A livello nazionale emerge una disponibilità complessiva di biomasse che potrebbe coprire fino al 14% della domanda energetica interna. Il raggiungimento di questo obiettivo è ancora distante, sia perché la tecnologia è ancora in fase di sviluppo e collaudo, sia perché il loro sfruttamento, in certi contesti, può risultare non conveniente dal punto di vista energetico ed economico.

Perché sono importanti le biomasse?
L’interesse mondiale rivolto alle biomasse si basa sulle seguenti motivazioni:
•    la loro combustione o degradazione presenta emissioni neutrali nei confronti dell’aumento di anidride carbonica in atmosfera.
•    presentano una distribuzione omogenea su tutto il pianeta
•    possono essere raccolte in prossimità dei centri di conversione energetica
•    hanno un elevato potenziale per la produzione di energia pulita e conveniente
•    contribuiscono allo sviluppo delle zone rurali
•    i biocombustibili derivabili possono essere economici rispetto allo sfruttamento di combustibili fossili importati

Le principali fonti di biomassa a fini energetici
•    Biomasse di origine forestale e residui delle industrie di prima trasformazione del legno: residui provenienti dalle utilizzazioni forestali, residui della lavorazione del legno non trattato, potature del verde urbano

•    Biomasse di origine agricola e residui delle industrie agro-alimentari: produzioni legnose (salice, pioppo, robinia, eucalipto) o erbacee (miscanto, sorgo, cardo, canna) da coltivazioni dedicate, produzioni di piante oleaginose (girasole, colza, etc.), produzione di piante zuccherine (barbabietola da zucchero, sorgo  zuccherino, etc.), residui delle potature, residui delle industrie agro-alimentari (sansa)

•    Biomasse da rifiuti urbani: componente biodegradabile dei rifiuti urbani e industriali opportunamente selezionati.

Conversione in energia
La possibilità di sfruttare le biomasse come fonte energetica avviene attraverso una serie di processi che vanno dalla semplice combustione delle biomasse ligno-cellulosiche alla esterificazione degli oli per la produzione di biodiesel.

I processi di conversione in energia delle biomasse possono essere ricondotti in due principali categorie:

    * Processi termochimici: l’azione del calore permette le reazioni chimiche necessarie a trasformare la materia in energia.

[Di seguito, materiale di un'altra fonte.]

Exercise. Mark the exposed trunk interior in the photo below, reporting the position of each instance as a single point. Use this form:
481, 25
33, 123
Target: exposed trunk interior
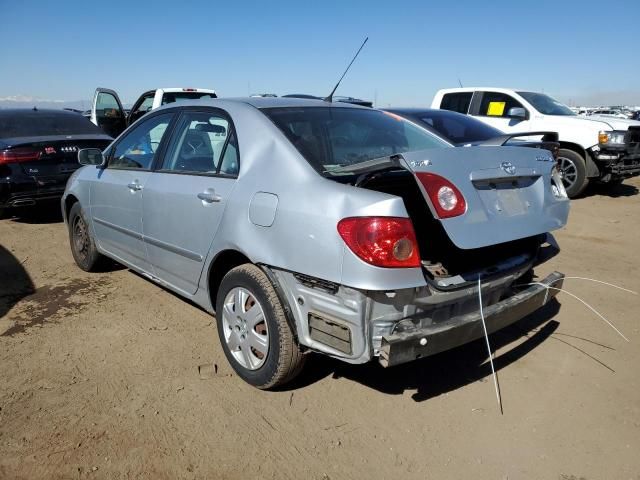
434, 243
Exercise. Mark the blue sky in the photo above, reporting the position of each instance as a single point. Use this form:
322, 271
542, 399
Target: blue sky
578, 51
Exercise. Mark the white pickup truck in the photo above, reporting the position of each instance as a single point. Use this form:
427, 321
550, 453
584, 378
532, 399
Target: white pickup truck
606, 150
107, 111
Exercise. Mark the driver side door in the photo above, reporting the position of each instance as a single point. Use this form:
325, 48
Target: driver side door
116, 194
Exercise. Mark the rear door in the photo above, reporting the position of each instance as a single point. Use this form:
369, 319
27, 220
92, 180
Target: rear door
116, 194
507, 191
107, 112
493, 109
184, 199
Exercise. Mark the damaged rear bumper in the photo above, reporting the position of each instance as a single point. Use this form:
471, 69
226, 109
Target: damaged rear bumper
408, 343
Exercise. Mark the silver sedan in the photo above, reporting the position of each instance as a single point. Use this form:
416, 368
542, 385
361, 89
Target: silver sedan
311, 226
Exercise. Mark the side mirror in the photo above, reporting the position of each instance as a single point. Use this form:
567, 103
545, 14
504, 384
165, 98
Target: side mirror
517, 112
91, 156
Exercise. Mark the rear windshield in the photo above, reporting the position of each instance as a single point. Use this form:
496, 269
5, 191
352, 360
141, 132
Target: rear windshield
458, 128
39, 123
545, 104
171, 97
330, 137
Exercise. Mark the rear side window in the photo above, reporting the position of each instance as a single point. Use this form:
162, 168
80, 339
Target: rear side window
138, 147
459, 128
330, 137
30, 123
456, 102
494, 104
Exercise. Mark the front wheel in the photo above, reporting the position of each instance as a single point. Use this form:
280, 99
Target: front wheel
253, 329
83, 247
573, 171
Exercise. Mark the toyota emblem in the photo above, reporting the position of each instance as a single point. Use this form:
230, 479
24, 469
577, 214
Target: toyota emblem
508, 167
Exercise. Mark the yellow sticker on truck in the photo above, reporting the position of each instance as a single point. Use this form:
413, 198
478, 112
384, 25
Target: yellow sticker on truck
496, 109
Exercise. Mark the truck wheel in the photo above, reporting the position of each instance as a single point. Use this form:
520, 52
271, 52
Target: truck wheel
253, 329
83, 247
573, 171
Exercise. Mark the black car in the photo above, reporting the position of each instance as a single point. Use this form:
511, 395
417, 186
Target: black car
39, 151
462, 130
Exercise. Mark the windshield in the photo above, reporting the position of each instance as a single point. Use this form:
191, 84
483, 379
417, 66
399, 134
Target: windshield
35, 123
545, 104
332, 138
458, 128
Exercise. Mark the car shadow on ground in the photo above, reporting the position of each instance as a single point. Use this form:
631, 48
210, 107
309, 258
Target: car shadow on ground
41, 214
616, 191
15, 282
444, 372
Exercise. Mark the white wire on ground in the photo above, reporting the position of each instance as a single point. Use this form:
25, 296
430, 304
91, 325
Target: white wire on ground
584, 303
597, 281
486, 337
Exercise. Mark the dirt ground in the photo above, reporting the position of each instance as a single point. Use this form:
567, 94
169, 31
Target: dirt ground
110, 376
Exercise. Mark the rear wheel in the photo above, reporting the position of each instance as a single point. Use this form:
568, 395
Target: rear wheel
573, 170
253, 329
83, 247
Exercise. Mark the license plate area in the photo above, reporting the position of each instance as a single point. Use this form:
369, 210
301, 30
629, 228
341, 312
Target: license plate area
507, 196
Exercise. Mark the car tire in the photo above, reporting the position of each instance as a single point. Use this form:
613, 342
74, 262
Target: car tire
611, 184
83, 247
573, 171
271, 355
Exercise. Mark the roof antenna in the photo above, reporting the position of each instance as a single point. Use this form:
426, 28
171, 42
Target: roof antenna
330, 97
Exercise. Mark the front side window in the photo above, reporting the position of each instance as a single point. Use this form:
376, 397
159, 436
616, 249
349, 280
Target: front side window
331, 137
456, 102
138, 148
545, 104
495, 104
204, 143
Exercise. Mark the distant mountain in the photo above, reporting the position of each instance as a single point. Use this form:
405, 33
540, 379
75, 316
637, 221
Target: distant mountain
24, 101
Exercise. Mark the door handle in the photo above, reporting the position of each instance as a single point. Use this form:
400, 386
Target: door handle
135, 186
209, 196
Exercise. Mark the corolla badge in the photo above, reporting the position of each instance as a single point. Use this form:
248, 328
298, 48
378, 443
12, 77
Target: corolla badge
508, 167
421, 163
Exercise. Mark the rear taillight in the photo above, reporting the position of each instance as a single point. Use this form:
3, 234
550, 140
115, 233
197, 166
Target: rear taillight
18, 155
381, 241
445, 197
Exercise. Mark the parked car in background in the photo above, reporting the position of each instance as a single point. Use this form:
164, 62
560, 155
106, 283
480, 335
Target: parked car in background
608, 113
315, 226
107, 111
39, 151
465, 131
598, 149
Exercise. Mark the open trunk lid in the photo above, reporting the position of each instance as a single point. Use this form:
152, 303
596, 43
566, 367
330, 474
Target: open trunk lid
507, 191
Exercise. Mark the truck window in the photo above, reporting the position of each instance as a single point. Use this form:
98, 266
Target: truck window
494, 104
456, 102
171, 97
140, 110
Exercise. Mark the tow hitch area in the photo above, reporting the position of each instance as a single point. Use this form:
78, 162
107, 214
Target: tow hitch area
416, 342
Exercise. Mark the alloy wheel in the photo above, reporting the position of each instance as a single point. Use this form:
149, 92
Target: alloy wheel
245, 328
568, 171
80, 237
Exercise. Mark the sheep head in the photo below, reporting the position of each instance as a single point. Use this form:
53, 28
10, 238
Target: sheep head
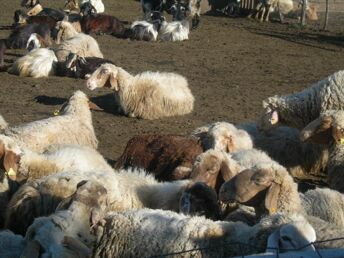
104, 76
327, 128
253, 187
198, 199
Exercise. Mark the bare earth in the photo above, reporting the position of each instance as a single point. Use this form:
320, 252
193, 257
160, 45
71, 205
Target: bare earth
231, 65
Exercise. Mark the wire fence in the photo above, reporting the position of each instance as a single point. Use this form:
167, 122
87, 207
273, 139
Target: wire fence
241, 245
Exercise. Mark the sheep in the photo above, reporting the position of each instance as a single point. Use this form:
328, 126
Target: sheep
28, 165
37, 63
36, 41
328, 129
97, 4
102, 23
19, 37
303, 160
83, 67
299, 109
74, 217
269, 189
74, 42
174, 31
168, 157
11, 245
131, 234
72, 126
149, 95
127, 189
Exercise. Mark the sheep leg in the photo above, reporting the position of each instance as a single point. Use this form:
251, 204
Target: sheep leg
31, 250
181, 172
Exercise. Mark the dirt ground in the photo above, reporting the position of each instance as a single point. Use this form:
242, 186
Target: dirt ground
231, 64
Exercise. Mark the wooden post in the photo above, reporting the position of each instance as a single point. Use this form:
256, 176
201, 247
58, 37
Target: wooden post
326, 15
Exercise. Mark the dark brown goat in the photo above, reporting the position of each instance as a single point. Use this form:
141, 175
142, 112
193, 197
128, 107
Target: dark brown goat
102, 24
168, 157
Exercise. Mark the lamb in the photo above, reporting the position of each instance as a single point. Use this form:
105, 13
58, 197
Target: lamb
178, 233
299, 109
74, 217
37, 63
328, 129
304, 161
83, 67
269, 189
132, 189
174, 31
28, 165
72, 126
74, 42
149, 95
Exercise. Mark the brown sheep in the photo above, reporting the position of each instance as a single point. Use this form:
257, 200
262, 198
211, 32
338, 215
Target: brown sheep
168, 157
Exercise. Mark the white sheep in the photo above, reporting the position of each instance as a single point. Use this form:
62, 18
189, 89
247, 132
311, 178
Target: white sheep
299, 109
97, 4
148, 233
37, 63
132, 189
71, 41
174, 31
149, 95
72, 126
273, 190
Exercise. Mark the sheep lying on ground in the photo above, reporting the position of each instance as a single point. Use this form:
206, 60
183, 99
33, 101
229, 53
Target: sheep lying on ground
126, 190
304, 161
72, 126
73, 42
28, 165
149, 95
37, 63
132, 234
328, 129
269, 189
299, 109
74, 218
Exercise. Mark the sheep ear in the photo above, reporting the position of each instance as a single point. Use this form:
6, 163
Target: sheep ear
11, 161
318, 131
113, 81
271, 198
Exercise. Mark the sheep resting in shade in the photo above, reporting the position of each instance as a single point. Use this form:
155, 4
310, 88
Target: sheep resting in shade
149, 95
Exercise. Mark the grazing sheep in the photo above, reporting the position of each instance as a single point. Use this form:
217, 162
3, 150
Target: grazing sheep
19, 36
37, 63
132, 189
11, 245
83, 67
72, 126
328, 129
36, 41
74, 42
299, 109
28, 165
269, 189
97, 5
174, 31
149, 233
149, 95
167, 157
304, 161
74, 218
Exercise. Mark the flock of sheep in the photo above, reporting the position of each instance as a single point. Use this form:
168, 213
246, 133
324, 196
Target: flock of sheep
224, 190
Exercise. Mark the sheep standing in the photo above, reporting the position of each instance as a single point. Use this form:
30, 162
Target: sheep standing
37, 63
73, 42
132, 234
299, 109
72, 126
149, 95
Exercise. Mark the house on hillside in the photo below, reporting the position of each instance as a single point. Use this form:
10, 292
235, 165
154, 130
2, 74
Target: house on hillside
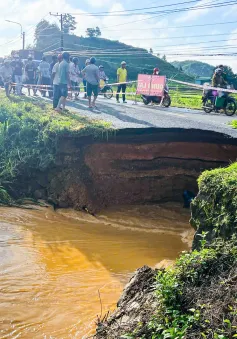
202, 80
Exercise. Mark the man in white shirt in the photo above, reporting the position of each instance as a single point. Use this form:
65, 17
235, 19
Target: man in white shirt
92, 77
6, 73
44, 68
75, 76
55, 79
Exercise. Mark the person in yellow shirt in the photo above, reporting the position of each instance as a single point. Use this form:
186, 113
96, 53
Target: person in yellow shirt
122, 76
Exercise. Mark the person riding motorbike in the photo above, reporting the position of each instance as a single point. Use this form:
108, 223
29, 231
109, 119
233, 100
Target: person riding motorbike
156, 71
218, 79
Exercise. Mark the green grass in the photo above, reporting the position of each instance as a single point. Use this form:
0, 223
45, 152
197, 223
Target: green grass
234, 124
29, 131
215, 207
197, 296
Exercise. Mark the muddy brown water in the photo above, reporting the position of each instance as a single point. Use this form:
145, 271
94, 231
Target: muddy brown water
53, 264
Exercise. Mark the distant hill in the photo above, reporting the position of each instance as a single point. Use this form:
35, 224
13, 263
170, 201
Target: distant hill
109, 53
194, 68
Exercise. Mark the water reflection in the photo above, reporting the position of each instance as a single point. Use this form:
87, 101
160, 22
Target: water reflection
53, 263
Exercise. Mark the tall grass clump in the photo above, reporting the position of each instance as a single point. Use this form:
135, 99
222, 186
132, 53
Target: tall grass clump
29, 131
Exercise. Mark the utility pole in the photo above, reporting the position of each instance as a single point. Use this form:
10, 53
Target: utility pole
61, 28
23, 35
23, 40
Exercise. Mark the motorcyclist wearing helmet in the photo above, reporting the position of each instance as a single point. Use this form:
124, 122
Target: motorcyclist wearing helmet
156, 71
218, 79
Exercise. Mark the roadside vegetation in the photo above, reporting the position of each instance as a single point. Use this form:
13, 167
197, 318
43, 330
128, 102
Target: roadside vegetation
234, 124
29, 131
197, 297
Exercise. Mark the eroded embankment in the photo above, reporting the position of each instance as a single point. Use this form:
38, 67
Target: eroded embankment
132, 166
196, 298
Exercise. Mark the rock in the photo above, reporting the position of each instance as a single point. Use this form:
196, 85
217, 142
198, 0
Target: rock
135, 307
39, 194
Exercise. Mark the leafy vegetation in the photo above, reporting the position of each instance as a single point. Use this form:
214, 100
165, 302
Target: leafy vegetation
29, 132
234, 124
197, 297
194, 68
214, 209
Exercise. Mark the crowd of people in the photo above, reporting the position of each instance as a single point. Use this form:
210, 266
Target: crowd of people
57, 77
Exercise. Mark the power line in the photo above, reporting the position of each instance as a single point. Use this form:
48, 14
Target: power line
195, 43
172, 37
135, 9
131, 11
177, 10
181, 37
171, 27
135, 21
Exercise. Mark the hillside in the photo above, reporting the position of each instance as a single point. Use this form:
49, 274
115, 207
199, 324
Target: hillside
109, 53
194, 68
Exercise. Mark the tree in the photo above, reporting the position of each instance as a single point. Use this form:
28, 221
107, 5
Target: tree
69, 23
164, 57
46, 35
93, 32
231, 77
97, 31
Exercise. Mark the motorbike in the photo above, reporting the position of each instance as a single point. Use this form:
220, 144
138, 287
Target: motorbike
217, 100
106, 89
166, 102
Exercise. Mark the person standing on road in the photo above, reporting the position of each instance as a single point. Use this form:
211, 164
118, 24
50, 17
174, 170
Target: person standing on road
44, 68
30, 72
17, 66
55, 80
6, 73
53, 62
92, 79
75, 76
64, 81
122, 76
84, 79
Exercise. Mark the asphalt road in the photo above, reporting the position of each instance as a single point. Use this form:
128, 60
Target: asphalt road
141, 116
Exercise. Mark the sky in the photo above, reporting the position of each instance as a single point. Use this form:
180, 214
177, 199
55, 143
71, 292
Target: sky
182, 32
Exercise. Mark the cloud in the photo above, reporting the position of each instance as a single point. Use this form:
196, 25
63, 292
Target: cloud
98, 3
138, 30
194, 14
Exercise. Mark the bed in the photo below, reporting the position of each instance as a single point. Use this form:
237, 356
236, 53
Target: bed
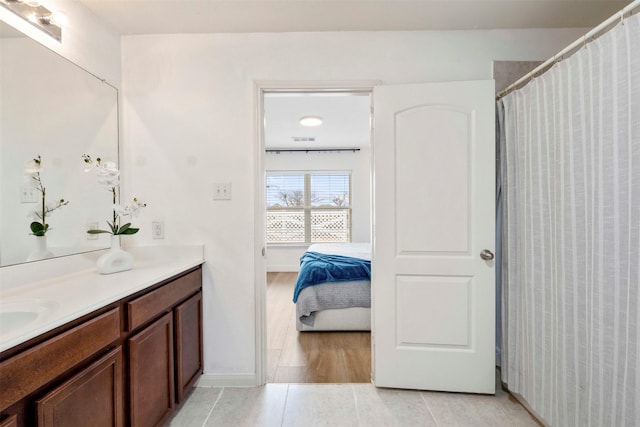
339, 301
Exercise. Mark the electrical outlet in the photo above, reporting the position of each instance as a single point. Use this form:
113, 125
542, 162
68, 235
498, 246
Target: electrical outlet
222, 191
157, 229
92, 226
29, 194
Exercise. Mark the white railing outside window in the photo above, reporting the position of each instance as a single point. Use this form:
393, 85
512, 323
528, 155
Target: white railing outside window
308, 207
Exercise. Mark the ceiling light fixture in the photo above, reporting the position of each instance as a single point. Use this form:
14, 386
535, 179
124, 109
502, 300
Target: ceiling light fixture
311, 121
38, 15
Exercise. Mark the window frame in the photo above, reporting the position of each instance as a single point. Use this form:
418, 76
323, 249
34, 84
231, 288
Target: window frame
307, 207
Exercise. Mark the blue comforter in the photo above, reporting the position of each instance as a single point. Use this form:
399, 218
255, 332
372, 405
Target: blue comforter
316, 268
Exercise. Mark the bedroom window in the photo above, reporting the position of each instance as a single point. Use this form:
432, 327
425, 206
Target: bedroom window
308, 207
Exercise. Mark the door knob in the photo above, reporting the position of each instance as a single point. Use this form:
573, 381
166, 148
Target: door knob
486, 255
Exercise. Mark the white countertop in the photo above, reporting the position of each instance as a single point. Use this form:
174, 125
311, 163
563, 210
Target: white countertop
65, 297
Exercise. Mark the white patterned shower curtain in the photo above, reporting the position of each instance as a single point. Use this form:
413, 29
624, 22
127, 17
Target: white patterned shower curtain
570, 167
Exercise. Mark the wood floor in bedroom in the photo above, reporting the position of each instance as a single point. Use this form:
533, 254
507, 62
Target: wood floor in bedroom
310, 357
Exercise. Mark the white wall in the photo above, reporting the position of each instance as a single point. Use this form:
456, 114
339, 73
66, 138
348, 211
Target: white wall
189, 122
86, 40
287, 258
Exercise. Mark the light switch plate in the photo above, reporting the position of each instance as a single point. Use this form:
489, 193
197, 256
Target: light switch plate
222, 191
92, 226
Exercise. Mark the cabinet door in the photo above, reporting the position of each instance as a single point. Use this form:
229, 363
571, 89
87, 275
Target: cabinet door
10, 421
188, 323
151, 373
94, 396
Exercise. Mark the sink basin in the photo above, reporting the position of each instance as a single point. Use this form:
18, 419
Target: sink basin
18, 314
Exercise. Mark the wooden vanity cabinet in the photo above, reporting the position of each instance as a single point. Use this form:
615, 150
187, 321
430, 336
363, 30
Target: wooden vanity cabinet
129, 364
188, 345
93, 396
153, 369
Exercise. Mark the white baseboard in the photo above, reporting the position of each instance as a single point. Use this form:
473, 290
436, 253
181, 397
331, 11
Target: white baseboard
283, 268
224, 380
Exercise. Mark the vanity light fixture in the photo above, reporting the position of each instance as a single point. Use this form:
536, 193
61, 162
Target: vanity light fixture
311, 121
38, 15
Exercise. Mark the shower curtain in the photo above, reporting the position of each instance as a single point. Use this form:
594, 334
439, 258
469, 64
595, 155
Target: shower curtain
570, 169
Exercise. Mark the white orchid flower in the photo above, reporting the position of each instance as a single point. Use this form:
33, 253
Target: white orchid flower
129, 209
33, 166
108, 174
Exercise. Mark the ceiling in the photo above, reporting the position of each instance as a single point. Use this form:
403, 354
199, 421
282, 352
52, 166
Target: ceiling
345, 116
244, 16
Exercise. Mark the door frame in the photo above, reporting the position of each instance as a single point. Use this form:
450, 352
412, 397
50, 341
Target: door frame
260, 87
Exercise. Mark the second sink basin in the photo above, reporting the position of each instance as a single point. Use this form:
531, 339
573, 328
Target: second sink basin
18, 314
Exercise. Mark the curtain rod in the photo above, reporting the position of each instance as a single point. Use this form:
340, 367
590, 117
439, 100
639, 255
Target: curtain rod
596, 32
309, 150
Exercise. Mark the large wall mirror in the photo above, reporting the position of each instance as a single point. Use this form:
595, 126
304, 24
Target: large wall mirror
52, 108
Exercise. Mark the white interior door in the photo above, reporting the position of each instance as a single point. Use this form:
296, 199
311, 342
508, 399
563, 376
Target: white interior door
433, 293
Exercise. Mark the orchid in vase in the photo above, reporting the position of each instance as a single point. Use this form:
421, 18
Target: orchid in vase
109, 176
32, 171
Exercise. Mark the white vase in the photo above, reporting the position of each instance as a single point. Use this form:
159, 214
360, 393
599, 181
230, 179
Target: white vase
40, 251
115, 259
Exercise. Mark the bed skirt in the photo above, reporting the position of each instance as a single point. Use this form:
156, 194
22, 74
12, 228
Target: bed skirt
339, 319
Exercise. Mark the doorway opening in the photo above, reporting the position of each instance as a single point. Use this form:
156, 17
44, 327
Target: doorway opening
316, 189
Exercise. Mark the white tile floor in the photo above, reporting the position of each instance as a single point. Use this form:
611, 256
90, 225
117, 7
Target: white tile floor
346, 405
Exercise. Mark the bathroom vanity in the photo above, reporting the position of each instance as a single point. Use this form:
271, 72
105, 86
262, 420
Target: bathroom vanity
104, 350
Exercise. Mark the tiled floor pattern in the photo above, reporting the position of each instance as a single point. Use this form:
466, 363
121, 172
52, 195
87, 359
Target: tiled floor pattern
346, 405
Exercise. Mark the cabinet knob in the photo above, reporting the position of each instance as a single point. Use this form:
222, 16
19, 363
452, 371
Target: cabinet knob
486, 255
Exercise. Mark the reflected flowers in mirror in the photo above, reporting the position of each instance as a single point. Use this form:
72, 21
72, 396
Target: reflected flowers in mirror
32, 173
108, 176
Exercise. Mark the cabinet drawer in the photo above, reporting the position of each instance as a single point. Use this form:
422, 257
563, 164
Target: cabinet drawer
145, 308
41, 364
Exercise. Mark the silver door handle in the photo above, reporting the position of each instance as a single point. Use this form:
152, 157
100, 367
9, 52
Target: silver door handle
486, 255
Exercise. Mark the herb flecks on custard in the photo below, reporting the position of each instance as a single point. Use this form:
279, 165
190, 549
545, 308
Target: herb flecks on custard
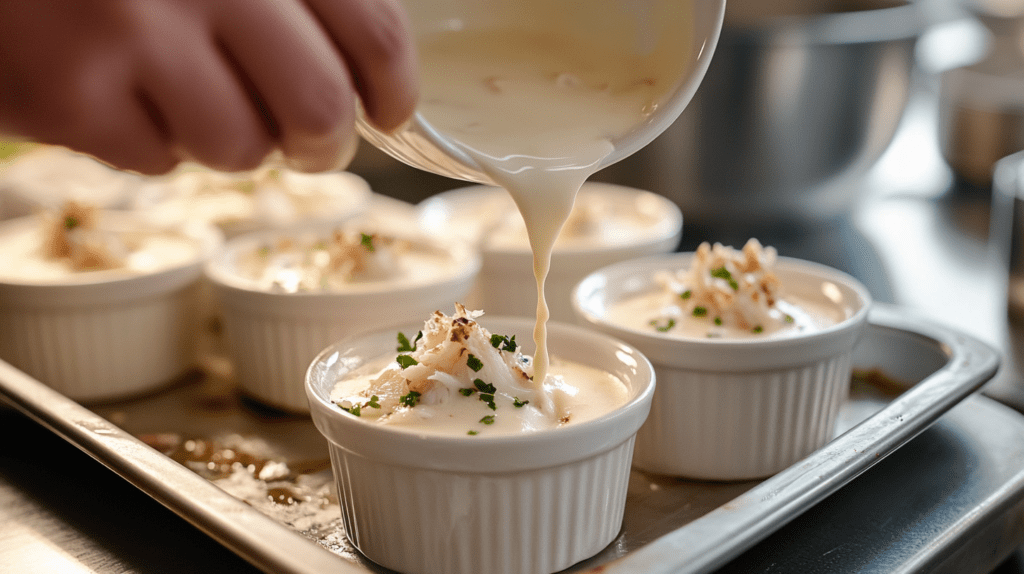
726, 288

Sono indicate per materiale cellulosico e legnoso. Le biomasse che più sono adatte a tale processo sono le biomasse forestali e i residui delle lavorazioni del legno, le colture dedicate ligno-cellulosiche (miscanto, ecc.) e sottoprodotti delle biomasse agricole (paglia di cereali) e delle industrie agro alimentari (lolla, gusci, noccioli, ecc.)

         1. combustione diretta: consiste nel bruciare la biomassa in presenza di aria. Il processo si avvia con una apporto esterno di calore. La combustione di prodotti e residui forestali e agricoli presenta buoni rendimenti, purché le sostanze siano ricche cellulosa e lignina e con contenuti di acqua inferiori al 35%. Idonee a questo processo di conversione termochimica sono le biomasse di origine forestale e le biomasse ligno-cellulosiche delle coltivazioni dedicate legnose e alcune erbacee (miscanto, canna, ecc.)
         2. carbonizzazione: consente la trasformazione di materiale legno-cellulosico, per azione di calore, in carbone (carbone di legna o carbone vegetale), mediante l’eliminazione dell’acqua e delle sostanze volatili dalla materia vegetale
         3. gasificazione: processo in cui  materiale ligno-cellusoico è termochimicamente convertito in un gas a basso o medio potere calorifico inferiore, tramite la vaporizzazione dei componenti più volatili (gas di idrocarburi, idrogeno ecc.)
         4. pirolisi: decomposizione di materiali organici,  per mezzo di calore (tra 400 e 800°C) e in completa assenza di  ossigeno. I prodotti della pirolisi sono sia gassosi, sia liquidi, sia solidi, in proporzioni che dipendono dai metodi di pirolisi

    * Processi biochimici: ricavano energia per reazioni chimiche derivate dalla presenza di enzimi, microrganismi, funghi, che si diffondono nelle biomasse in particolari condizioni di ambiente (elevato contenuto d’acqua, condizioni anaerobiche). Le biomasse che più si adattano sono le colture dedicate quali le piante oleaginose (girasole, colza, ecc.), i reflui zootecnici, scarti delle lavorazioni agro-industriali o agro-alimentari e i reflui urbani.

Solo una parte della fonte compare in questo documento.